The way I'd structure it is similar to how it is in many countries I've lived. The public health care is simple and not "nice". If you have any money at all you want to avoid it. It just does it's job and is for people who can't afford anything else. It keeps people alive, and the keeps the costs of the private sector in check. I think we can do this for far less than we can insure everyone while letting the medical industry keep trying to squeeze blood out of a rock.


well, as i said in the previous post; "access, affordability and the elimination of pre-existing turn downs are major aspects that need to be fixed. and i'm not a big stickler how that happens, just that it happens. "

good description of the public health. i don't believe it is meant to, or should be the only thing available. just one piece of the pie. and the piece that will nourish you even if it doesn't taste as good. that's what it's for. baseline care for those who have absolutely nothing. it sounds trite, but it's bad enough when people, especially a parent has to make a choice between good food or sort of "ehhh" food to make rent. to then need to make a choice between "ehhhh" food and taking the kid to the doctor is not something i feel good not caring about. and i don't have all the answers by any means, so i'm open to ideas that do more than simply give out more tax credits for zero results, etc.
mysteryman
 
  1  
Reply Mon 7 Sep, 2009 01:41 pm
@snood,
Quote:
The Republicans had 8 years with control of all three branches of government for much of the time, and did nothing.


Except for the disaster called Hillarycare, exactly what have the dems done, before Obama, to fix healthcare when they controlled all 3 branches?

For you to blame the repubs solely is refusing to admit the truth.
BOTH parties have refused to try and fix healthcare.
Why is that?
Rockhead
 
  3  
Reply Mon 7 Sep, 2009 01:44 pm
@mysteryman,
because nobody wants to get blamed for fecking it up...

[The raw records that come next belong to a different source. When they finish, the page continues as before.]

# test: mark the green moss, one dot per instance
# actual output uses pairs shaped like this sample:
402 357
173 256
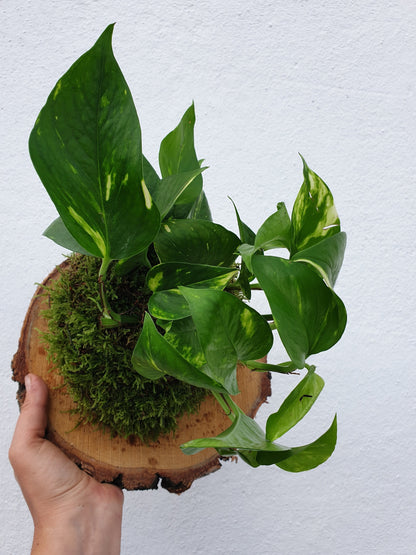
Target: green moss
95 362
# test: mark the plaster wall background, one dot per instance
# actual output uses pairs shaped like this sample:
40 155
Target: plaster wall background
332 80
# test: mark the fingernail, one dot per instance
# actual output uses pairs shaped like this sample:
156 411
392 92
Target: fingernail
28 382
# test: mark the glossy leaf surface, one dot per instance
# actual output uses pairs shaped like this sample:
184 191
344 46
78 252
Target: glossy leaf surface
309 316
295 406
168 305
177 155
86 148
58 233
228 331
172 274
282 368
314 215
326 256
171 188
154 357
244 433
275 231
197 242
311 455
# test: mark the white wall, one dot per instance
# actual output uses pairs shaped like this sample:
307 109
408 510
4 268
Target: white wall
332 80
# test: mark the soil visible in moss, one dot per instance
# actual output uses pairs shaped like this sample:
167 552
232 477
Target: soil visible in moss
96 362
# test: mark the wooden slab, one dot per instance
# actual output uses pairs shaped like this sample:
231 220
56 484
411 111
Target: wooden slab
127 462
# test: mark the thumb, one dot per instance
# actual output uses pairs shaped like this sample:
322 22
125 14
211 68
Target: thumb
31 424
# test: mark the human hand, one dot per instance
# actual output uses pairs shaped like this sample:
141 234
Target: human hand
72 513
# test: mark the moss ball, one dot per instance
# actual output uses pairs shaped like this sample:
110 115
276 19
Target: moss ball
96 362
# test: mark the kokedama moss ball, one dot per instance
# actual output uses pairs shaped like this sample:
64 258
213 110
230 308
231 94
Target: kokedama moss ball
96 362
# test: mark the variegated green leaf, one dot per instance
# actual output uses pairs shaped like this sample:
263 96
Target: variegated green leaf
295 406
154 357
309 316
197 242
168 305
314 215
127 265
58 233
275 231
172 274
177 155
244 433
183 336
326 257
86 148
228 331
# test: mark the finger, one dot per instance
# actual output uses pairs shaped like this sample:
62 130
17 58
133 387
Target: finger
31 424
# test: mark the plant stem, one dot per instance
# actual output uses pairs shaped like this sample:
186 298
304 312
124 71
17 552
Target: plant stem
102 277
226 403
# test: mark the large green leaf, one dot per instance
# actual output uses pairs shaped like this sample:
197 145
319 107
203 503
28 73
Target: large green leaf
200 209
168 305
275 231
86 148
154 357
244 433
282 368
228 331
309 316
172 274
295 406
171 188
183 336
60 235
326 256
314 215
177 155
197 242
311 455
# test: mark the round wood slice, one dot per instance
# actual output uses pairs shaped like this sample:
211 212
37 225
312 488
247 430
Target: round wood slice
127 462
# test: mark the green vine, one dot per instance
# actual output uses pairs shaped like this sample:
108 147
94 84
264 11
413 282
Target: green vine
96 361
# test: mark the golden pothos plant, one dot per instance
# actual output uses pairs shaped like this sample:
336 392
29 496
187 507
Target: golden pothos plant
114 206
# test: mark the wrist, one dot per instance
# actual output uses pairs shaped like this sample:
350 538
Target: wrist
85 531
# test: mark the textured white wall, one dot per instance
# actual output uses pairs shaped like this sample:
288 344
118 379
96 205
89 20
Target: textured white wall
332 80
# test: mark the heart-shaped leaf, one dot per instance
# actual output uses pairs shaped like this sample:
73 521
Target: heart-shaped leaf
309 316
171 188
295 406
275 231
177 155
311 455
58 233
244 433
314 215
86 148
168 305
154 357
197 242
172 274
326 256
228 331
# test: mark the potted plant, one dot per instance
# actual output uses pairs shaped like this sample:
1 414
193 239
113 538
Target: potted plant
152 317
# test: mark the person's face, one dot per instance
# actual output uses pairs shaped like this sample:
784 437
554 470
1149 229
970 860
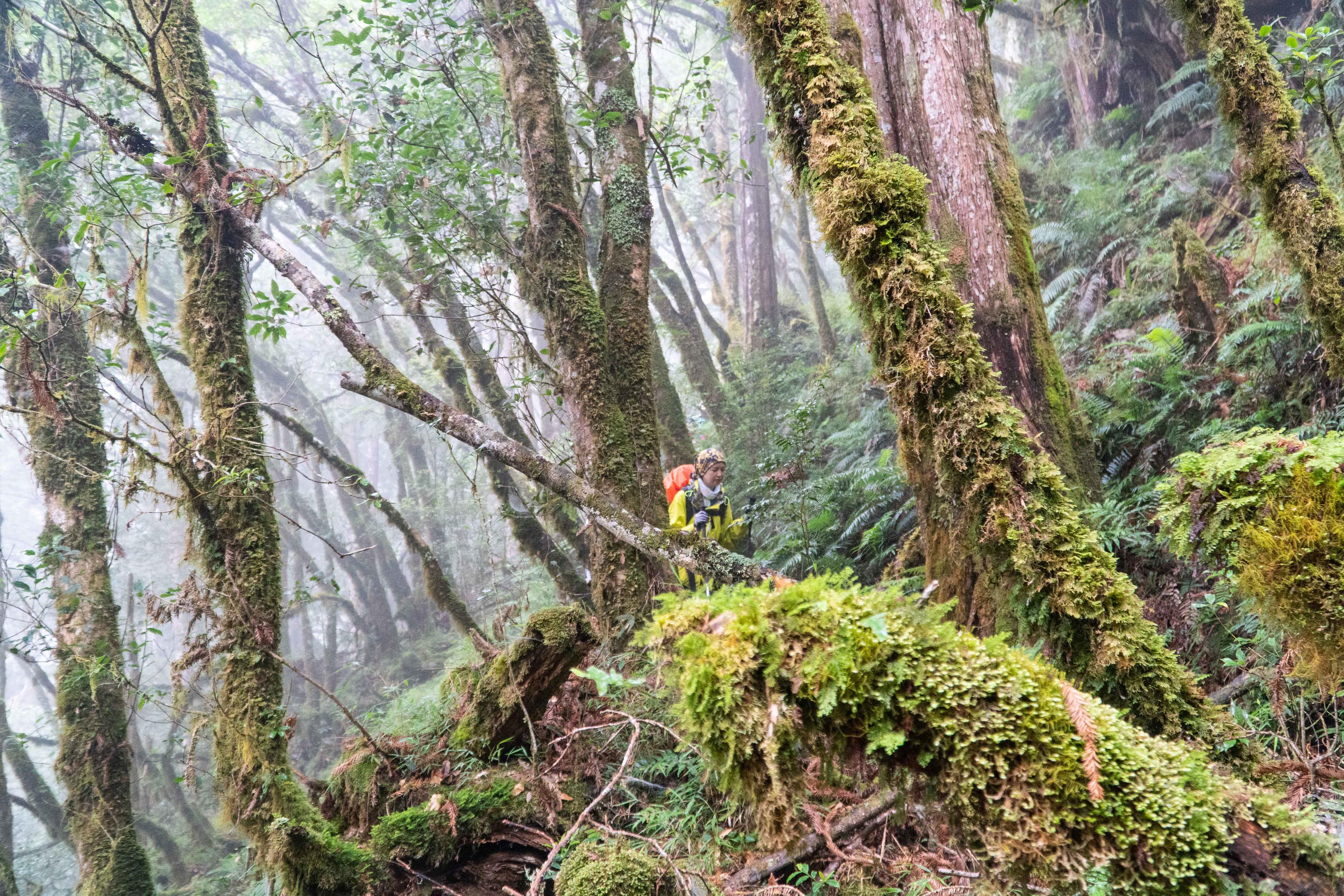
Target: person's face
714 476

image is their job security.
0 Replies
 
JPB
 
  2  
Reply Mon 7 Sep, 2009 02:00 pm
@mysteryman,
Quote:
BOTH parties have refused to try and fix healthcare.
Why is that?


Perhaps because they're all worried about the next election cycle and refuse to make hard choices. We don't seem to "govern" any longer. Everything is political and we aren't electing leaders but career politicians.
mysteryman
 
  1  
Reply Mon 7 Sep, 2009 02:03 pm
@JPB,
I agree with both you and Rockhead.

However, it was snood that solely blamed the repubs and I was wondering why he has blinders on.
Since both parties have failed to do anything, to blame only the repubs is the height of partisan blindness.
0 Replies
 
ehBeth
 
  2  
Reply Mon 7 Sep, 2009 02:32 pm
@snood,
snood wrote:
We in this country have been wringing our hands about how to fix healthcare for 60 years.


MM, try re-reading this. Looks like all Americans are included here. True, the next sentence references Republicans, but Snood didn't give anyone a pass.